Rising amount of open files

This support forum board is for support questions relating to Nagios Log Server, our solution for managing and monitoring critical log data.
Locked
User avatar
WillemDH
Posts: 2320
Joined: Wed Mar 20, 2013 5:49 am
Location: Ghent
Contact:

Rising amount of open files

Post by WillemDH »

Just noticed a surprisingly growing trend in open files on my NLS nodes.

Any tips how to troubleshoot what's going on here before the whole thing explodes are welcome. Check the screenshot:

The only thing that really changed lately was that we added 16 GB on each node, so they have 32 GB each now. During this process, the servers were rebooted. So it could be normal that elasticsearch has more open fiels, as it has more space?

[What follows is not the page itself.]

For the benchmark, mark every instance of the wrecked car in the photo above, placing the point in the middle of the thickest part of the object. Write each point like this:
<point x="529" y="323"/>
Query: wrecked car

It seem a reboot of a node brings the number of opened files back to a very low level again. The next days will show if it starts rising again.
You do not have the required permissions to view the files attached to this post.
Nagios XI 5.8.1
https://outsideit.net
User avatar
mcapra
Posts: 3739
Joined: Thu May 05, 2016 3:54 pm

Re: Rising amount of open files

Post by mcapra »

WillemDH wrote:It seem a reboot of a node brings the number of opened files back to a very low level again.
I would suggest seeing if restarting the logstash service specifically brings the file count down. There is a known issue with a large number of tcp inputs in logstash:
https://github.com/elastic/logstash/issues/4225
https://github.com/elastic/logstash/issues/4815
Former Nagios employee
https://www.mcapra.com/
User avatar
WillemDH
Posts: 2320
Joined: Wed Mar 20, 2013 5:49 am
Location: Ghent
Contact:

Re: Rising amount of open files

Post by WillemDH »

Restarting Logstash service doesn't rteally seem to change something. It would be nice to be able to compare my amount of open files with another environment about the same size (35-50 GB / day and 32 Gb RAM / node).
Nagios XI 5.8.1
https://outsideit.net
User avatar
mcapra
Posts: 3739
Joined: Thu May 05, 2016 3:54 pm

Re: Rising amount of open files

Post by mcapra »

WillemDH wrote:Restarting Logstash service doesn't rteally seem to change something.
That is good.

On the topic of adding instances/nodes, an increase in the number of open files is expected. Mostly because elasticsearch needs to keep better track of shard allocation on the back-end of things.
Former Nagios employee
https://www.mcapra.com/
User avatar
WillemDH
Posts: 2320
Joined: Wed Mar 20, 2013 5:49 am
Location: Ghent
Contact:

Re: Rising amount of open files

Post by WillemDH »

Mcapra,

Fyi, we did have an actual problem on our ELK/NLS stack. I didn't immediately notice the day I made this thread, but in the meantime it became clear that the system job "backup_maintenance" was stuck again somehow. The issue was again solved after resetting all jobs in the gui. I forgot to execute the curator commands as asked in https://support.nagios.com/forum/viewto ... 38&t=40346.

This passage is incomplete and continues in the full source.